Merchant was born in Bombay in 1936, and studied both there and in New York. He first met Ivory in 1961 when the US director was in India to make a documentary about Delhi. Their early films together were all set in Merchant's home country - The Householder, Shakespeare Wallah, The Guru among them - and utilised the talents of the German-born writer, Ruth Prawer Jhabvala, who remains their most regular collaborator.

What has changed for the colleagues since then? "Our views have not changed. We still want to explore other worlds. The work methods that were there in 1961 still go on. After 40 years, some people would retire or narrow their worlds but we keep expanding our worlds."

Merchant, who, like most producers, is a forceful salesman, is very keen to put this line forward. He is adamant that the films they make have consistently showed a desire to break new ground and experiment. Yet their work since 1984's The Bostonians (from Henry James) has focused almost exclusively on literary adaptations. Have the film-makers' own voices been drowned out by those of Forster, James and the other Dead White Males?

"No. Your voice still comes out. Look at Howards End. Ruth adapted that with such clarity. She has added scenes that resonate with E.M. Forster's voice, but that is her voice actually. It is a special gift to be able to take those writers' voices and transform them into film." But isn't this just a sophisticated form of ventriloquism, with their movies as the dummies? "No. No," he says and goes on to contradict himself by explaining how well Jhabvala caught James's tone in their version of The Golden Bowl.

But, despite his dedication to the party line, Merchant is an easy man to like. Glossy, precise and with the kind of clean, cut-glass English that you only get from urbane Indians, he is a long way from the classic caricature of the cigar-chewing producer.

Le Divorce, an adaptation of Diane Johnson's 1998 novel starring Kate Hudson, Naomi Watts, demonstrates the difficulties that come with being either Merchant or Ivory. This is their first film since 1989's Slaves of New York to be set contemporaneously, and, like that Tama Janowitz adaptation, it has been roundly thumped by the critics. If they stay with the bonnets and the bustles, they are accused of lack of adventure; if they try to engage with our own century, they seem to get into deeper trouble. "Oh, we don't care," he says. "They try to throw dirt, but that doesn't affect us at all. It would be foolish to be scared by it and behave differently."

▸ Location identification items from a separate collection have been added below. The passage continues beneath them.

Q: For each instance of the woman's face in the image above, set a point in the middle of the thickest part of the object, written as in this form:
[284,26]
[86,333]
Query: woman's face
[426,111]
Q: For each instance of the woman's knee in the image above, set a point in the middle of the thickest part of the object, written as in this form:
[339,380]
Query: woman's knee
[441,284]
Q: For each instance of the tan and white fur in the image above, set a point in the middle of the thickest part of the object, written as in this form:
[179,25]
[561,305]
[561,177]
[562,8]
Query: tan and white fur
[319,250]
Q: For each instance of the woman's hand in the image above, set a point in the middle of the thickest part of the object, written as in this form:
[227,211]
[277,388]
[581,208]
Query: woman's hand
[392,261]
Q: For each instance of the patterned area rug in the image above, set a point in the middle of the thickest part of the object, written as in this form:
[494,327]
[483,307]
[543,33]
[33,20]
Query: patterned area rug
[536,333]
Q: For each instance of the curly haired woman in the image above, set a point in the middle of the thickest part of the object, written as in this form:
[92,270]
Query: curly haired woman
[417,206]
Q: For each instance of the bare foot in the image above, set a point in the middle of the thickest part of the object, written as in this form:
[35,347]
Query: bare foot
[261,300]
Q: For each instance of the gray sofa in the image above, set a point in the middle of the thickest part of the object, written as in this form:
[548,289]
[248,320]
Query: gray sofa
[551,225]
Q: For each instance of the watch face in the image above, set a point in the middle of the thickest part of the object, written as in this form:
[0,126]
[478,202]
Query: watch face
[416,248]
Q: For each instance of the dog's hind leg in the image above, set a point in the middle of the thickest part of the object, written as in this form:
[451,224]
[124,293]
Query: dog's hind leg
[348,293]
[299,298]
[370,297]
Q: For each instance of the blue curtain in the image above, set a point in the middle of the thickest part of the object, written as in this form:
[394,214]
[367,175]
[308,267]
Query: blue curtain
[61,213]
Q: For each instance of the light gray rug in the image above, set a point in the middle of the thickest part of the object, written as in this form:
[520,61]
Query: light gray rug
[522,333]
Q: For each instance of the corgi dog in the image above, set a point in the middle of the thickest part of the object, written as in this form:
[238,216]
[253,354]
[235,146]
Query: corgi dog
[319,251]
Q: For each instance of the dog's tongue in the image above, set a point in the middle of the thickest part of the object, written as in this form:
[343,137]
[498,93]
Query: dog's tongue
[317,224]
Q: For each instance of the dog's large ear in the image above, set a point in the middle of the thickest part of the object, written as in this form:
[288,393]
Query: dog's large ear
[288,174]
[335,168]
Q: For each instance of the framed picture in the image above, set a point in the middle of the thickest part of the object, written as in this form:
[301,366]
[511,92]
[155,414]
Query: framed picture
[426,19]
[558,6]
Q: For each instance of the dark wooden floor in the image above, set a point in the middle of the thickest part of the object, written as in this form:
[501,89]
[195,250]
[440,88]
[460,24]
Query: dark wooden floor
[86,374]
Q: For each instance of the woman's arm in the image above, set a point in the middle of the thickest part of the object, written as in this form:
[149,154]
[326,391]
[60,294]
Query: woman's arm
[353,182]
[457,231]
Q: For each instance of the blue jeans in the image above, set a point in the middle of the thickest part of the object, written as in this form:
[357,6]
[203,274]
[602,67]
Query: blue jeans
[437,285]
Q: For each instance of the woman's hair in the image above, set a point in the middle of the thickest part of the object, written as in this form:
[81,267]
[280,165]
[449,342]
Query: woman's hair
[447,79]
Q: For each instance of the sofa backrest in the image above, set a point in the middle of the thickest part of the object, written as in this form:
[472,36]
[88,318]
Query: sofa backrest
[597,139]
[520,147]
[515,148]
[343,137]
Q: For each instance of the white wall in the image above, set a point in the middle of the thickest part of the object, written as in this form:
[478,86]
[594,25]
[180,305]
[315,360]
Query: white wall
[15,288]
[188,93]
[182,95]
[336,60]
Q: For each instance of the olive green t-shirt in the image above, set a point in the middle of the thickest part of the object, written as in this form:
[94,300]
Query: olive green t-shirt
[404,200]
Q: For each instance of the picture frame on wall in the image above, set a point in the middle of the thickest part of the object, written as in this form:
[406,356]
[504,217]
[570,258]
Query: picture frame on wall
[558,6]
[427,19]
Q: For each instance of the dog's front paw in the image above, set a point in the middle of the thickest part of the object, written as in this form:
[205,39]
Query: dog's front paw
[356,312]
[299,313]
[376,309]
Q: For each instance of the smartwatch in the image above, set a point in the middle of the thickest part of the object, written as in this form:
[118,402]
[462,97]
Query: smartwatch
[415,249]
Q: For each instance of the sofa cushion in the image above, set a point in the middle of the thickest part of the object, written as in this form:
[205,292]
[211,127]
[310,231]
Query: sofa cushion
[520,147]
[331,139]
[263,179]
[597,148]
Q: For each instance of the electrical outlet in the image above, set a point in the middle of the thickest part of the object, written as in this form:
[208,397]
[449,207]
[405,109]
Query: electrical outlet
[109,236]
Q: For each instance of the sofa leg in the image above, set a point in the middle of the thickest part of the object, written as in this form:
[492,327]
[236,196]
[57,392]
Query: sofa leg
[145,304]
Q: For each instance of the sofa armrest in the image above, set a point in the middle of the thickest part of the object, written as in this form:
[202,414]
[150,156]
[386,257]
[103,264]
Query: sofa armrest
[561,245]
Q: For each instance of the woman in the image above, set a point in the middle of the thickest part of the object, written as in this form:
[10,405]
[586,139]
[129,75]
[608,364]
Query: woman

In Le Divorce, Hudson plays a young American woman who visits her sister in Paris, where she is introduced to the charms and pretensions of chic French society. Merchant has a flat in Paris, and has always felt at home there. "In one sense, France has always been a little like Bengal - quite chauvinist. They are very much into their own world: language, playwrights, food, fashion. Bengalis will always shun the rest of India and think first of their Bengali culture."

Merchant's work has intermittently engaged with the land of his birth. Three of the four theatrical features he has directed have dealt with characters from the sub-continent. Meanwhile, Merchant and Ivory - an Indian and an American - have become pillars of the British establishment, a fact recognised by their BAFTA fellowship in 2002. "I feel like an international citizen," he says.

Their next film will be made in China from an original script by Kazuo Ishiguro, author of The Remains of The Day. And the friendship between Merchant and Ivory seems as secure as ever (the two men, who are both gay, have been described as "long-time companions", but the exact nature of the relationship remains ambiguous).

Confirming the image of a high-brow Monkees, Merchant say Jhabvala frequently stays with the two men. "We never really get sick of one another. Sometimes the other person doesn't speak, but you enjoy them being there. It is almost like a secret language; you know what the other person wants. Families live together. They enjoy one another, but they have quarrels. Sometimes, they drift in other directions. And it's the same with us."